Based on calls from consultants during the past seven days, most insect attention on cotton in Alabama has now shifted to the stink bug complex. This appears to be the appropriate thing to do since no other widespread destructive insect is being reported and a high number of stink bugs are being reported from all the major row crops. This began with wheat during the spring months. Stink bug numbers later shifted to corn. High numbers have been reported in recent weeks in peanuts, with increasing numbers being reported in both cotton and soybeans.
If we back up and review the situation since the end of the 2012 season, this is as expected. Stink bugs built high numbers on soybeans late last season resulting in a high level entering overwintering sites. This past winter was mild and we did not have the excessive high temperatures or extended drought this spring to limit a 2013 population build up.

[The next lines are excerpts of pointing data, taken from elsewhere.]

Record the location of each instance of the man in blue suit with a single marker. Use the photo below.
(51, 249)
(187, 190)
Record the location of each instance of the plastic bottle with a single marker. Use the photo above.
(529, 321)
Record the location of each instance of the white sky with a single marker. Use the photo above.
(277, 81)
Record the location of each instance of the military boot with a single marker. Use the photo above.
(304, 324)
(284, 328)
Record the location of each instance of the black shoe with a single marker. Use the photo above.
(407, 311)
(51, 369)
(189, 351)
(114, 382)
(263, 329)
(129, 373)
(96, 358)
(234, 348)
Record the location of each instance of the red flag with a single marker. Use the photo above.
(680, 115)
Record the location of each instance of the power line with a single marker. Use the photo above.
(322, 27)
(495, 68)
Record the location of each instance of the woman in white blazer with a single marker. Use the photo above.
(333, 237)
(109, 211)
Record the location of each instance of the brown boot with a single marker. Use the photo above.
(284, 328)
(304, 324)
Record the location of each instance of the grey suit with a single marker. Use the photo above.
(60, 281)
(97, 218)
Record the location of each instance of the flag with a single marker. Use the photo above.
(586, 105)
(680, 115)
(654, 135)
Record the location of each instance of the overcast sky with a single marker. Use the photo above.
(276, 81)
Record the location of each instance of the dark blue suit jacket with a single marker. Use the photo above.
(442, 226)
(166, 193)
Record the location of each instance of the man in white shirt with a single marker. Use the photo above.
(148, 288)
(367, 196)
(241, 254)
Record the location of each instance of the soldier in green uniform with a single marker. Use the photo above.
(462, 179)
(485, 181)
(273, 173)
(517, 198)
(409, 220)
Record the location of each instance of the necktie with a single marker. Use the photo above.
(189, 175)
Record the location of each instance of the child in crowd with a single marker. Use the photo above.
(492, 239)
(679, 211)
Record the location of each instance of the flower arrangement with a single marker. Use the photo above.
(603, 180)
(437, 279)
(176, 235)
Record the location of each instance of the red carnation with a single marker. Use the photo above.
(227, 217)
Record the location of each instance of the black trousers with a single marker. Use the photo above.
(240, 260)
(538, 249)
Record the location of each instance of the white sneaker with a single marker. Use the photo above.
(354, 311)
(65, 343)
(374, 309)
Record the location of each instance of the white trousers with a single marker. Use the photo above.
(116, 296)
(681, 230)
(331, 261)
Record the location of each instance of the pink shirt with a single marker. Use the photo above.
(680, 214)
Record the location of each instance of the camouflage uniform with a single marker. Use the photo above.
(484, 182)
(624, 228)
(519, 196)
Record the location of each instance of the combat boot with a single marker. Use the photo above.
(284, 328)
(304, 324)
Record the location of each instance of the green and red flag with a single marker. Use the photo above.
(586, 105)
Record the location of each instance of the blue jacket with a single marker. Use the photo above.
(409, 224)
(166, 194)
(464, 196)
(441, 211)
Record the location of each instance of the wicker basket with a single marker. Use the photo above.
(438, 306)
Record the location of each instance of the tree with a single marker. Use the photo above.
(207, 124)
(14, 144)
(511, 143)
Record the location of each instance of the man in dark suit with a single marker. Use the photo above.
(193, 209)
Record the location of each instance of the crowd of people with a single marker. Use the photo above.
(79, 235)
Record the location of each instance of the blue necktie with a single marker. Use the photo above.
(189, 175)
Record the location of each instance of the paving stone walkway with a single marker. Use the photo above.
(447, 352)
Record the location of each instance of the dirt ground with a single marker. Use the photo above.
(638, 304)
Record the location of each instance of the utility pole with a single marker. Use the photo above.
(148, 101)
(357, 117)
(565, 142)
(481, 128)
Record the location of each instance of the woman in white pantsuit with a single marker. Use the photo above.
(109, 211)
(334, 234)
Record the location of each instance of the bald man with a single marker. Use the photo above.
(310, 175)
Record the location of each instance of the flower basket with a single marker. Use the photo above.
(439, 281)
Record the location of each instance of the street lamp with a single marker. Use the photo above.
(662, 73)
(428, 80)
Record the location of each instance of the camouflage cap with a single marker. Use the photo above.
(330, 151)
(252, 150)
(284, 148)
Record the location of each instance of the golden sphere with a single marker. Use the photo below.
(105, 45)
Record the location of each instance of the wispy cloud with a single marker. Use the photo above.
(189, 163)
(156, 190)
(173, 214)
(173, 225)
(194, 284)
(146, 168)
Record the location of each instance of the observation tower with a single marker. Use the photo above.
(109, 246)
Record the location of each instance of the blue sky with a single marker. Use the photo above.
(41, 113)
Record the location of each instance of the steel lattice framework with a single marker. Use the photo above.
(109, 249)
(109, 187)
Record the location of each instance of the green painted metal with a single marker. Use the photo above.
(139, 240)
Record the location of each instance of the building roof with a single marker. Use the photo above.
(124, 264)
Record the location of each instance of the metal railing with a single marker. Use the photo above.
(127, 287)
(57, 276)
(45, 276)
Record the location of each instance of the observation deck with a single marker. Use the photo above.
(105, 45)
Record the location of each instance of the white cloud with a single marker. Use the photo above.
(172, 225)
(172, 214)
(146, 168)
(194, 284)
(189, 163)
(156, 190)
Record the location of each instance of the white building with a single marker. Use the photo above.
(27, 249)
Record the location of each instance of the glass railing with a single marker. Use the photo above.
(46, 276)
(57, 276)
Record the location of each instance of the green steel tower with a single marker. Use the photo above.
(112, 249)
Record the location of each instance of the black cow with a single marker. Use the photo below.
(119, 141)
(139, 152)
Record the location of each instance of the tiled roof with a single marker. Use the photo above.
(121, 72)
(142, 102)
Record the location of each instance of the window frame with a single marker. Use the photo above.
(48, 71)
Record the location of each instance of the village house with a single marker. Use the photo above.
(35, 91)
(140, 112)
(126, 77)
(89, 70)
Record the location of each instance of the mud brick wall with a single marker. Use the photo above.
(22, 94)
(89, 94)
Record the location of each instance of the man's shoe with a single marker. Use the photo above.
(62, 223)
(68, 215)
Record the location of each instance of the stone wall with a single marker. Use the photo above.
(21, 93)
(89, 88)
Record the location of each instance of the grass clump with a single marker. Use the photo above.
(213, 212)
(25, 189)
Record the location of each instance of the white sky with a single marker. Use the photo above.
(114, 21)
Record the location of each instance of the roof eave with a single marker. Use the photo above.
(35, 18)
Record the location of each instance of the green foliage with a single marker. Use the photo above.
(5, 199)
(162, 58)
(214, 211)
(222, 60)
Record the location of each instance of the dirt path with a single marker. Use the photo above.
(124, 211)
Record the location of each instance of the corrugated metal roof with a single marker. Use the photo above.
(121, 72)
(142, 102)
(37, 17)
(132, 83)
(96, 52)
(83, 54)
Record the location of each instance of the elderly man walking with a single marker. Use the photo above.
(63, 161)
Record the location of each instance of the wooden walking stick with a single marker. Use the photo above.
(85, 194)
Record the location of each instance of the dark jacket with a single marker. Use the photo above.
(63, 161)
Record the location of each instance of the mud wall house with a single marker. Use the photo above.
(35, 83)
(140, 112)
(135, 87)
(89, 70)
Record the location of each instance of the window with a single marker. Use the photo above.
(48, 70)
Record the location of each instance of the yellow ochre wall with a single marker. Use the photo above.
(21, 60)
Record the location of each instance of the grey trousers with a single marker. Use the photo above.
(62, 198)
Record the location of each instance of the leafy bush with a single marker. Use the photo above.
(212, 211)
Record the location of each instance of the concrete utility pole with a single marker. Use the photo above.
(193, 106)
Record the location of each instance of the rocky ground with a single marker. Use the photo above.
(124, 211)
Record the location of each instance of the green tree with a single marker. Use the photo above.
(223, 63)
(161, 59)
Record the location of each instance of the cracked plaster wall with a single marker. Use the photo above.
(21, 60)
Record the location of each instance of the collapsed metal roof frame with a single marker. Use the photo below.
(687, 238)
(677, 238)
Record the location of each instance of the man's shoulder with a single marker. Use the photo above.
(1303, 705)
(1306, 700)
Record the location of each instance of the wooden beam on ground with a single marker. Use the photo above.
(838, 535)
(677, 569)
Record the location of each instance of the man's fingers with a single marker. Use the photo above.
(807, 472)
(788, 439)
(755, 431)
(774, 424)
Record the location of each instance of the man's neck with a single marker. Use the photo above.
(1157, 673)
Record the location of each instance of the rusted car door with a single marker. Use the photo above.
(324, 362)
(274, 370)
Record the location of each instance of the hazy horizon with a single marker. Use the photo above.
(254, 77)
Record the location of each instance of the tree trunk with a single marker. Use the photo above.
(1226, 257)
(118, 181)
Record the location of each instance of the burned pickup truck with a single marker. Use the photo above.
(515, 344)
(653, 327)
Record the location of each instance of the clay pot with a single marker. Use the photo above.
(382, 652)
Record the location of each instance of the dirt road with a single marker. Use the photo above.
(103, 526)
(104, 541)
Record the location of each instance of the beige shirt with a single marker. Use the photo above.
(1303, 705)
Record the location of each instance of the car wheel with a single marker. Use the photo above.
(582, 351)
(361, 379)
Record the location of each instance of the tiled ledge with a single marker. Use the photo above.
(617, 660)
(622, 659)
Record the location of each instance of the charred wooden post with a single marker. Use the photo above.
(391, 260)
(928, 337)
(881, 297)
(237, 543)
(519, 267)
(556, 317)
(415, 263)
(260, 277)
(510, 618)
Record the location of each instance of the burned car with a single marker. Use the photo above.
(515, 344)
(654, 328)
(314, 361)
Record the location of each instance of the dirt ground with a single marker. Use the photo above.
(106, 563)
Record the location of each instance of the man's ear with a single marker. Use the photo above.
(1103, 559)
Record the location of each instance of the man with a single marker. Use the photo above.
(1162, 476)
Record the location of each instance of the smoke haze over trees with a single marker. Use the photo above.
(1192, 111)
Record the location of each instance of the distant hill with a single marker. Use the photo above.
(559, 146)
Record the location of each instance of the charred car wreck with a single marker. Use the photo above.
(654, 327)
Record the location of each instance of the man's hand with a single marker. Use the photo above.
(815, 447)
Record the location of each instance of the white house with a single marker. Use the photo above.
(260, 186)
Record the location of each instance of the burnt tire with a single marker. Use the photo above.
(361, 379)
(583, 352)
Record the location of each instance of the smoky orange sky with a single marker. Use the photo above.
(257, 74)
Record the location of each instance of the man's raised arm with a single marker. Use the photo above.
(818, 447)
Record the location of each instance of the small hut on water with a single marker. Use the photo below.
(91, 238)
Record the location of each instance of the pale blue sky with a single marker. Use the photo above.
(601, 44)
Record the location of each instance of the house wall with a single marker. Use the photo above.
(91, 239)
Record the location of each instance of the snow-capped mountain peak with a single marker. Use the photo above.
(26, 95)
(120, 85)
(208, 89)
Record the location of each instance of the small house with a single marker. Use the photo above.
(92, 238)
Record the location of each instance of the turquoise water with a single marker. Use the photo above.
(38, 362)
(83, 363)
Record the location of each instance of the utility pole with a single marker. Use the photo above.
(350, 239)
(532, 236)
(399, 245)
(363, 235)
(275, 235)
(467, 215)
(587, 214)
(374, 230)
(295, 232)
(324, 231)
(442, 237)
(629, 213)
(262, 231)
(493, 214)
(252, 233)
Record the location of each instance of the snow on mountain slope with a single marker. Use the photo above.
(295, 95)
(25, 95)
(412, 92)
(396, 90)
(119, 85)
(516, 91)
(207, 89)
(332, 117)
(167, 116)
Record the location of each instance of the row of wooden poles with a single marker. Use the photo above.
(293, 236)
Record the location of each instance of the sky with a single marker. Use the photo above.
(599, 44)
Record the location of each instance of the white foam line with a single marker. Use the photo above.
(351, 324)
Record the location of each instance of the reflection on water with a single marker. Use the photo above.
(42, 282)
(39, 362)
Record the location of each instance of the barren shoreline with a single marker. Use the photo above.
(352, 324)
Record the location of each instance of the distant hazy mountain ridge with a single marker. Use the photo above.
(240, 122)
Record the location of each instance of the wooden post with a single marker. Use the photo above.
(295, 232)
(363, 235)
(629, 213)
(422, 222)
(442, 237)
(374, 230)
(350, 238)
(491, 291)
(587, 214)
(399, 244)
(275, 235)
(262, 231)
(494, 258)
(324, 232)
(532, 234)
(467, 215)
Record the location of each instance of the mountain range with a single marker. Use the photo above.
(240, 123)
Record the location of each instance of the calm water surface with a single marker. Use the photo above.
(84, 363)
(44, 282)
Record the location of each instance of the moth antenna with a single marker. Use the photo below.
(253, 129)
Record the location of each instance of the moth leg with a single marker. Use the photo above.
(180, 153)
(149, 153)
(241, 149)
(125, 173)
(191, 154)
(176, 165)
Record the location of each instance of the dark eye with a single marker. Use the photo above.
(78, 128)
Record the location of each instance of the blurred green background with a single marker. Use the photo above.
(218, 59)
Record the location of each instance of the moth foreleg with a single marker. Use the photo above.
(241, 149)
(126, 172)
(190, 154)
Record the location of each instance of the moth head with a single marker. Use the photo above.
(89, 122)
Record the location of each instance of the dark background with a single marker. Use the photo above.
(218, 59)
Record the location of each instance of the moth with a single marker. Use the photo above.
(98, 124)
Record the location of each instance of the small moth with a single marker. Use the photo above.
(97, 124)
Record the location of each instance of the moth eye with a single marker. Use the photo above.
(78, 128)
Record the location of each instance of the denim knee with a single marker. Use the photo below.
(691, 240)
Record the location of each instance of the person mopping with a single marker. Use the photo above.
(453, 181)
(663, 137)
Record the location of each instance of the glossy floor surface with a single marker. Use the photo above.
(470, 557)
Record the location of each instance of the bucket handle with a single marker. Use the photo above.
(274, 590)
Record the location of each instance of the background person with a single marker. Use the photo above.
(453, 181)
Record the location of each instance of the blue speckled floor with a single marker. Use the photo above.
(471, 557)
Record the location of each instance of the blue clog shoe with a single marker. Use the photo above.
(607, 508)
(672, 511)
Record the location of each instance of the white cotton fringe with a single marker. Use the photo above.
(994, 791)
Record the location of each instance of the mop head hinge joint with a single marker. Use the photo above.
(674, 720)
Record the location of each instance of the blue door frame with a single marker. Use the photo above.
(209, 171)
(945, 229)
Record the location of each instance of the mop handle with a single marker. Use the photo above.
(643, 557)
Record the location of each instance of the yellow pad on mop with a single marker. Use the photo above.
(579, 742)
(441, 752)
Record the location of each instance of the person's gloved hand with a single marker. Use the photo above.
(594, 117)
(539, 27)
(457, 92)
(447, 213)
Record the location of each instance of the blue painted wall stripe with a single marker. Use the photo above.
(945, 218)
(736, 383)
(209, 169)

This complex included both the brown and the southern green species. In the more southern counties within Alabama, the leaf footed bug is also in the mix. Leaf footed bug damage is identical to stink bug damage to cotton bolls. The important thing here is that, control wise, they are more like the brown stink bug. Phosphide insecticides do a much better job in controlling brown stink bugs and leaf footed bugs than do pyrethroids. Growers will need to keep this in mind as they select their chemical for treatment decisions. In Alabama, escape bollworms on Bollgard and Widestrike cotton varieties have not presented a big enough problem to select a pyrethroid over a phosphate for stink bug control. Field monitoring between July 20 and August 10 will determine if that trend holds true for the 2013 season.
In a few weeks, as we begin to make more stink bug control decisions in soybeans, we will have to work more with the pyrethroid chemistry to suppress the brown stink bugs in the complex. Research trials across the south point to bifenthrin as their superior pyrethroid for brown stink bugs in soybeans. We can improve the percent control by using the higher labeled rates.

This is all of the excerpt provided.